Turkish police on Wednesday detained eight people in western Turkey including police officers and teachers who were removed from public service in the aftermath of a failed coup in 2016 due to their alleged links to the Gülen movement, the Kronos news website reported.
The Turkish government accuses the faith-based Gülen movement of masterminding a coup attempt on July 15, 2016 and labels it a “terrorist organization,” although the movement strongly denies involvement in the coup attempt or any terrorist activity.
The detentions took place in the northwestern province of Edirne. The children of the suspects were left with their relatives after the detention of their parents as some of the suspects were husband and wife.

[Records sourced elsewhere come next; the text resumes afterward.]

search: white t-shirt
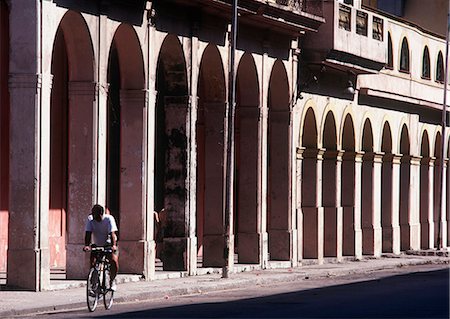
[86,214,118,246]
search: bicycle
[86,245,114,312]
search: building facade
[0,0,450,291]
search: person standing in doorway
[83,204,119,290]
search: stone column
[66,82,96,279]
[322,150,343,260]
[269,111,293,261]
[408,156,422,250]
[7,73,51,291]
[362,152,384,257]
[237,106,261,264]
[354,152,364,259]
[119,90,148,274]
[161,96,189,270]
[391,154,401,254]
[420,157,435,249]
[258,42,271,269]
[203,103,225,267]
[295,147,305,263]
[438,159,449,248]
[302,149,325,264]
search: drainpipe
[437,0,450,249]
[222,0,238,278]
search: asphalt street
[25,265,449,319]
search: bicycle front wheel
[102,269,114,309]
[86,268,100,312]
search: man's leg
[111,252,119,280]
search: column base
[302,207,324,263]
[161,237,188,271]
[324,207,342,260]
[118,240,148,275]
[6,249,50,291]
[237,233,261,264]
[269,229,293,261]
[342,207,355,256]
[203,235,224,267]
[66,244,90,280]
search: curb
[0,256,450,317]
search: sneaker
[110,280,117,291]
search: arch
[432,131,443,247]
[436,51,445,83]
[419,130,433,249]
[269,60,290,111]
[322,111,342,257]
[361,118,375,255]
[300,107,323,259]
[399,124,411,155]
[234,53,261,264]
[342,114,356,151]
[198,44,226,103]
[322,111,337,150]
[112,23,145,90]
[106,24,146,273]
[381,121,392,153]
[422,46,431,80]
[49,11,96,278]
[420,130,430,157]
[400,37,410,73]
[267,60,292,260]
[399,124,411,251]
[341,114,357,256]
[361,119,373,152]
[55,10,95,81]
[386,32,394,70]
[381,121,394,253]
[236,53,259,107]
[301,107,318,149]
[196,44,226,267]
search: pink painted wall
[0,1,9,272]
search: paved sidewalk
[0,254,450,318]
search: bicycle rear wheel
[86,268,100,312]
[102,269,114,309]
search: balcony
[269,0,323,17]
[165,0,325,37]
[304,1,387,74]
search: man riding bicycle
[83,204,119,290]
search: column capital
[323,149,344,161]
[69,81,98,95]
[295,146,306,160]
[8,73,53,90]
[410,155,422,166]
[363,152,385,163]
[383,153,402,164]
[303,148,325,160]
[420,156,436,166]
[342,151,365,162]
[392,154,402,165]
[120,90,147,102]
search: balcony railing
[274,0,323,17]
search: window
[356,11,368,36]
[436,51,444,83]
[339,4,352,31]
[386,33,394,70]
[400,38,409,73]
[422,46,430,80]
[372,17,383,41]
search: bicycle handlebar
[90,245,113,253]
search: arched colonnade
[4,9,449,289]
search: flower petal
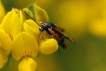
[0,29,12,54]
[10,9,22,38]
[40,39,58,54]
[12,32,39,60]
[18,57,37,71]
[34,4,49,23]
[0,48,8,69]
[0,0,6,23]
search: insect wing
[55,28,76,44]
[54,24,65,32]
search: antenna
[24,12,40,26]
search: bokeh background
[0,0,106,71]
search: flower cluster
[0,2,58,71]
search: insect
[24,12,76,48]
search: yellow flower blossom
[40,39,58,54]
[0,5,58,71]
[18,57,37,71]
[0,0,6,23]
[0,9,22,39]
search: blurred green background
[0,0,106,71]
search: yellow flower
[40,39,58,54]
[12,32,39,60]
[0,29,12,68]
[18,57,37,71]
[0,0,6,23]
[24,4,58,54]
[34,4,49,23]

They are facing charges of aiding and abetting a terrorist organization and membership in a terrorist organization due to their alleged links to the Gülen movement, inspired by the views of Turkish cleric Fethullah Gülen.

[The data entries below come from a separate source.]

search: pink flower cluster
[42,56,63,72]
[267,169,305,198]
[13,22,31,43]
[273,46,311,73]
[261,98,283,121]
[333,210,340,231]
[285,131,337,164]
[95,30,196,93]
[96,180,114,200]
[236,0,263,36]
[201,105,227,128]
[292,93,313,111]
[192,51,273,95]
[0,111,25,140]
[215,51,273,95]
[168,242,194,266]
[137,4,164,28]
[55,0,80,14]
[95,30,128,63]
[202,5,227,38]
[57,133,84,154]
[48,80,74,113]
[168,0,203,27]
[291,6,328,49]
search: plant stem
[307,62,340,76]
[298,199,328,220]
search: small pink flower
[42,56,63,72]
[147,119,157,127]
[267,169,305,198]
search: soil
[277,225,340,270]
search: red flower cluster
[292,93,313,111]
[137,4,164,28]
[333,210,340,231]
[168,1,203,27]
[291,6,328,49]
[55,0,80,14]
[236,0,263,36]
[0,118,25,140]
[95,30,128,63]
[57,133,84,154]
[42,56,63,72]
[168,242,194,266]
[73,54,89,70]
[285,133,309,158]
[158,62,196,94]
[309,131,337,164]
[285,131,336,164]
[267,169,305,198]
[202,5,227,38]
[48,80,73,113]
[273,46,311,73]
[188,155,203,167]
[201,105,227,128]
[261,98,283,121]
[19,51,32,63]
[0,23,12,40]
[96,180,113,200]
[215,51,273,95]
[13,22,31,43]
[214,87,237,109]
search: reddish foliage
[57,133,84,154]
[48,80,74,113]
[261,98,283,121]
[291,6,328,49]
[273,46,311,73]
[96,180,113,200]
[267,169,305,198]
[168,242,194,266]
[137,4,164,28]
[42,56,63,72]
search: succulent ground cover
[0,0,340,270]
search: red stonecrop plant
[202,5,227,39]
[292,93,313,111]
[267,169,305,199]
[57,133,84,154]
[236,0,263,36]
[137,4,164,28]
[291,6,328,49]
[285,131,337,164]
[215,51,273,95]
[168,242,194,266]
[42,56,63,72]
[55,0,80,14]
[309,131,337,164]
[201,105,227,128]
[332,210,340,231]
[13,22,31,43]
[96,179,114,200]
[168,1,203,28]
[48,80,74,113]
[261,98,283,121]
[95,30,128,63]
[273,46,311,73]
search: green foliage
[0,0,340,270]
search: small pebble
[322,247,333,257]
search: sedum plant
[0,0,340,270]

Turkey’s Justice and Development Party (AKP) government launched a war against the Gülen movement after the corruption investigations of Dec. 17-25, 2013 that implicated then-prime minister and current President Recep Tayyip Erdoğan’s family members and inner circle.
Dismissing the investigations as a Gülenist coup and conspiracy, the AKP government designated the movement as a terrorist organization and began to target its members. The government intensified the crackdown following the coup attempt.

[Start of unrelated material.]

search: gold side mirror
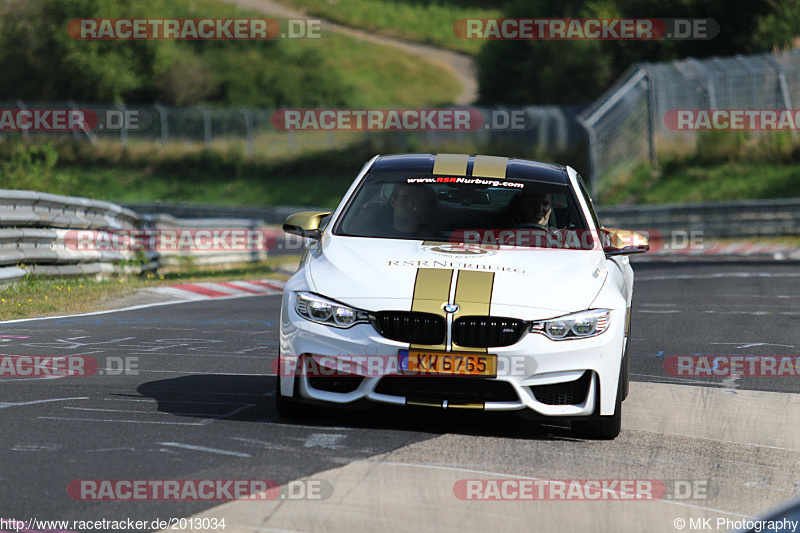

Following the abortive putsch, the Turkish government declared a state of emergency and carried out a massive purge of state institutions under the pretext of an anti-coup fight. More than 130,000 public servants, including 4,156 judges and prosecutors, as well as 29,444 members of the armed forces were summarily removed from their jobs for alleged membership in or relationships with “terrorist organizations” by emergency decree-laws subject to neither judicial nor parliamentary scrutiny.
A total of 319,587 people have been detained and 99,962 arrested in operations against supporters of the Gülen movement since the coup attempt, Turkey’s Interior Minister Süleyman Soylu said in November.
In addition to the thousands who were jailed, scores of other Gülen movement followers had to flee Turkey to avoid the government crackdown.